Home Facebook Now Tracking Gross National Happiness; Continues Hoarding Data

Facebook Now Tracking Gross National Happiness; Continues Hoarding Data

Facebook announced this afternoon that it is tracking what it calls its version of Gross National Happiness, based on an analysis of the positive and negative words people use when updating their Facebook status. It’s very interesting to see how people feel about various world events that Facebook has cross referenced – US users are more happy on Thanksgiving than on Christmas, for example.

The new index is interesting, but it’s also a frustrating example of just how much value Facebook is withholding by not allowing everyone access to the anonymous, aggregated activity and conversation of more than 300 million people.
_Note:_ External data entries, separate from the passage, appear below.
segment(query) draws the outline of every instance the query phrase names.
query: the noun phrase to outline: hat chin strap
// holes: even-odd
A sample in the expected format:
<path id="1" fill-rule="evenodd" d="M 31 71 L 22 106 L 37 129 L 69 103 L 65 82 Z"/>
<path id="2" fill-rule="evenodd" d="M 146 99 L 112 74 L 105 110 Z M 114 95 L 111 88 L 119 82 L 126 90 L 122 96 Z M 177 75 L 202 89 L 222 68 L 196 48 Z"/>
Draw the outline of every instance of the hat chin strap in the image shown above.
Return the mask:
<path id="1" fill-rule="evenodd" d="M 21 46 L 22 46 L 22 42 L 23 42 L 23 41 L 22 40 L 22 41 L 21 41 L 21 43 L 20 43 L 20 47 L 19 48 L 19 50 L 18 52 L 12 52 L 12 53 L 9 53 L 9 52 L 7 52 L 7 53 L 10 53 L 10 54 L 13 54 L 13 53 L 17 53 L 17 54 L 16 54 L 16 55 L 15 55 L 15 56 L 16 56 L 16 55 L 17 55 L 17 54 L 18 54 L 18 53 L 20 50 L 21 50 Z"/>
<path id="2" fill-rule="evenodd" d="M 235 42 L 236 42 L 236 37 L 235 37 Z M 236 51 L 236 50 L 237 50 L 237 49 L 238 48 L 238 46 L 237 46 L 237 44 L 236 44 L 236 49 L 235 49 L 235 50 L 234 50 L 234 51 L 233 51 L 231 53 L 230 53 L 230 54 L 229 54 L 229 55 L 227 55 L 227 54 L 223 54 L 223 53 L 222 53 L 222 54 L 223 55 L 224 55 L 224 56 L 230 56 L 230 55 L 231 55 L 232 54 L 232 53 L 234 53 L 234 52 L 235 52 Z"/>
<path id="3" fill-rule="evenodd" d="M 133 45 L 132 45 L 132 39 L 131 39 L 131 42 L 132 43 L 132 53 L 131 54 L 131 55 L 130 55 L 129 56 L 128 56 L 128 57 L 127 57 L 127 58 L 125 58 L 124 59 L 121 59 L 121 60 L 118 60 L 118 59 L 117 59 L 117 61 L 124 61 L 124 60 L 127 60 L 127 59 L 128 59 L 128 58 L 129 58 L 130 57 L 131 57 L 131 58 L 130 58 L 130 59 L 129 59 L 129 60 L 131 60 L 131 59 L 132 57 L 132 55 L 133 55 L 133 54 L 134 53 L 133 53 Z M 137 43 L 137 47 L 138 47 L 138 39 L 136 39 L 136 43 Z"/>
Almost a year ago we wrote about how a widely discussed Facebook Sentiment Engine could be a huge asset. That theoretical possibility held at least as much potential as the very real Google data about most popular searches minute-by-minute during the last Presidential debates.

One best-case scenario we imagined looked like this:

Think of the non-commercial, public interest kind of data that could be acquired. When the economic stimulus plan of 2009 was first announced on national television – what was the reaction of people in their mid twenties who lived in the Mid West of the US? Was that collective reaction substantially different from the reaction of self-identified queer people of color living in the North East US? How did the public reaction to the proposed plan change one hour, one day or one week after the announcement? This is all very interesting and potentially valuable data that could be, for the first time in history, available in near real time. Just by listening to what people are talking about in status updates and comments.

Unfortunately, that’s not what Facebook has given us. It’s almost a year later and all we get is a hands-off graph showing that people were sad when Heath Ledger died and were happy on National Holidays. What a tragic loss of public access to a valuable resource that we ourselves are creating.

If the movement to make social networking a distributed, decentralized phenomenon ends up succeeding and capturing these kinds of benefits of scale – we’re going to look back at this point in history and think it’s absurd that one company kept so much important knowledge from society at large.